Why Prevalence Estimates Have Changed
For nearly four decades, medical textbooks listed heterozygous FH as affecting 1 in 500 people. That figure was never based on population screening. It was mathematically derived from just 10 cases of homozygous FH observed in London out of a population of 10 million, then plugged into a genetics equation. Large meta-analyses using actual population data have since revised the global prevalence to about 1 in 300.

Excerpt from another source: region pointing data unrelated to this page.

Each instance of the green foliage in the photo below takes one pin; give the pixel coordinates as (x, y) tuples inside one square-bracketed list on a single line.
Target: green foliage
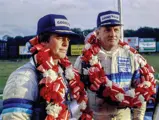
[(143, 32)]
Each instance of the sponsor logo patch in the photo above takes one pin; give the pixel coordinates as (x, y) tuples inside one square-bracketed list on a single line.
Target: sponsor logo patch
[(109, 17), (62, 22), (124, 64)]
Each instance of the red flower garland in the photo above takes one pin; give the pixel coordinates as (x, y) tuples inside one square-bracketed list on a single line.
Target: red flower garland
[(53, 89), (132, 98)]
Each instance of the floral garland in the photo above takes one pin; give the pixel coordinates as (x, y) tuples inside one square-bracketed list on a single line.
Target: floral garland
[(53, 87), (131, 98)]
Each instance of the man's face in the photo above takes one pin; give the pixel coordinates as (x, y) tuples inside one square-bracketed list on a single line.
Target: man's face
[(58, 46), (109, 37)]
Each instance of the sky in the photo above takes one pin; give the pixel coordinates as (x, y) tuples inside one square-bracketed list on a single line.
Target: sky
[(20, 17)]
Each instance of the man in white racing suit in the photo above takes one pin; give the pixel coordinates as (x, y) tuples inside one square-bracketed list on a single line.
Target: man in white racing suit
[(120, 66)]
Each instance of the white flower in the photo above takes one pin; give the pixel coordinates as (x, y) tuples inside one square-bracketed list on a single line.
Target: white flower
[(101, 55), (51, 61), (127, 47), (62, 93), (53, 109), (93, 60), (69, 73), (109, 84), (147, 83), (50, 73), (85, 71), (131, 93), (141, 98), (87, 46), (82, 105), (120, 97)]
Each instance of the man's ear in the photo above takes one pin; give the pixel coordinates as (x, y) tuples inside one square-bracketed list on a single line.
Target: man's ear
[(97, 33), (45, 44)]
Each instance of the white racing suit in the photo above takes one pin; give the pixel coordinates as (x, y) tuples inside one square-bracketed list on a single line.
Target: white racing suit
[(121, 67), (21, 96)]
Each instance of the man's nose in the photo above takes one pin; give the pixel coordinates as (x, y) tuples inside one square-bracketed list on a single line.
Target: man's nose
[(112, 33), (66, 41)]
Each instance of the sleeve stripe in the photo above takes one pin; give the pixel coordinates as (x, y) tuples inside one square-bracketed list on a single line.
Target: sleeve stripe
[(17, 100), (16, 109), (19, 105)]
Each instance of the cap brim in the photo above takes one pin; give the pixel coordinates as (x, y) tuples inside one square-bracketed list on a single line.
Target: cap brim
[(67, 33)]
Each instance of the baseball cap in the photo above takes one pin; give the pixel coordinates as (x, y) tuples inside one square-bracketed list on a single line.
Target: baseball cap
[(108, 18), (56, 24)]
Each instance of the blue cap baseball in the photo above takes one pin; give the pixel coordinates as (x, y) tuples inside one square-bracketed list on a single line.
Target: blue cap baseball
[(108, 18), (56, 24)]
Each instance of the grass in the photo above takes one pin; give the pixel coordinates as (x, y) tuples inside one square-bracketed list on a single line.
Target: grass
[(7, 67)]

Certain populations carry the condition at even higher rates due to a founder effect, where a small ancestral group passed the mutation through generations with less genetic mixing. Among French Canadians, for example, prevalence is as high as 1 in 80.
How Families Get Tested
Because FH follows a predictable inheritance pattern, diagnosing one person in a family opens the door to finding others. This process, called cascade screening, starts with an identified case and works outward through first-degree relatives: parents, siblings, and children.
Screening typically involves a simple blood test to measure LDL cholesterol levels. Genetic testing can confirm a diagnosis but isn’t always necessary. For children with a family history, guidelines recommend checking cholesterol levels by age 10 at the latest, with earlier testing for suspected homozygous FH. In cases where a child has no symptoms at all and the diagnosis would rely solely on genetic testing, some guidelines suggest waiting until the child is old enough to participate in the decision.
Relatives who don’t share the same doctor are usually encouraged to get their own LDL levels checked at their local practice. The goal is straightforward: the earlier FH is identified, the sooner treatment can begin lowering cholesterol and reducing the long-term risk of heart disease. Since cholesterol damage to arteries accumulates over a lifetime, the years between diagnosis and first treatment matter enormously.